Remember, mobility isn’t necessarily good or bad, but it can cause your organization serious problems if it isn’t managed, such as lost productivity, increased costs or security breaches. These devices are here to stay, whether IT is prepared or not. Proactive consideration of a management solution can save you a lot of headaches later on.”
There are a lot of terminal emulation products on the market and all of them basically fulfill the same need, and for many companies they don’t think about terminal emulation as tool that can also provide an additional boost to their productivity. It’s a tool to manage, access and maintain connections and bring back-office automation to the mobile worker, but where else can it streamline my business operations?
Sometimes it is just the little things that increase productivity. Traditionally, on a ruggedized mobile device you have your black screen with green text communicating actions or information to the end-user. These screens can be very difficult to read and often times have lots of information that isn’t necessarily relevant to all end-users. By adding a simple WYSIWYG screen editor called a Screen Reformatter to your emulation tool, administrators are able to capture emulation screens and then reformat the screens to optimize the user’s experience. You can personalize the end-users experience based on the ruggedized hand-held device and work environment.

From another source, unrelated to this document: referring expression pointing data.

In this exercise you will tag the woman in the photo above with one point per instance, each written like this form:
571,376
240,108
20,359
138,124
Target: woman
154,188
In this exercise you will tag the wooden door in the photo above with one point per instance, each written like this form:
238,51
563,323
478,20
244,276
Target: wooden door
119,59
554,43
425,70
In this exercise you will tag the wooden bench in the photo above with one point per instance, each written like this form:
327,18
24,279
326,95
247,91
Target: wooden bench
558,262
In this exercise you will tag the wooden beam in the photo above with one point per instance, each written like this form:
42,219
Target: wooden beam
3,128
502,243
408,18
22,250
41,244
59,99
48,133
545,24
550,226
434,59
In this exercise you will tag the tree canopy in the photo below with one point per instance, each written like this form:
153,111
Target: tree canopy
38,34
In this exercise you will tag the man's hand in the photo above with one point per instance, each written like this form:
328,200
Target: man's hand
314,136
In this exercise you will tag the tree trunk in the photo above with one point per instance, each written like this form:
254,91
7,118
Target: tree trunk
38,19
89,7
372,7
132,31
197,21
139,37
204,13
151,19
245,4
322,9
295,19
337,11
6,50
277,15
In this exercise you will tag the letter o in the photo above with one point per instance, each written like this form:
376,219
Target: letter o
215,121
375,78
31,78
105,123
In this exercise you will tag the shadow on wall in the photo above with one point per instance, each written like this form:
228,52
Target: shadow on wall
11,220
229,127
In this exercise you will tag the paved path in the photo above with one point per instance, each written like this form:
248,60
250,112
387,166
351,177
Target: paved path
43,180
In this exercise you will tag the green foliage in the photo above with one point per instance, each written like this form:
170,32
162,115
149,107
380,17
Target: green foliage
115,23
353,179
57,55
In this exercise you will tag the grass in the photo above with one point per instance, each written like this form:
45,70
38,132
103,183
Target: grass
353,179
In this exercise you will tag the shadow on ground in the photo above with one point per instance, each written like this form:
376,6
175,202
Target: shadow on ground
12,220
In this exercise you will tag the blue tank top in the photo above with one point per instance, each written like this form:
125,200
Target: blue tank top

With a Screen Reformatter an administrator can change the background color on the device to something different, like the color white for example, and change the font color to, say, black making it easier for the end-user to see what they are doing. Administrators can even remove unnecessary fields and/or screens that users have to cycle through to get to the information they need. Likewise, with functions, administrators can remove certain functions that show-up on the device that isn’t relevant for a particular group of workers or individuals. Maybe they just need to go to a certain bin and pick a quantity but on the device they don’t need it to say “pick quantity” they just care about the actual quantity. By removing unnecessary information it frees up the limited screen space enabling administrators to increase the text size of more relevant information making it easier for end-users to do their job.
Through the use of a Screen Reformatter you can provide an improved user experience, therefore making it easier for someone to do their job that much quicker. Through increased productivity you’ll see gains that help you meet your businesses goals.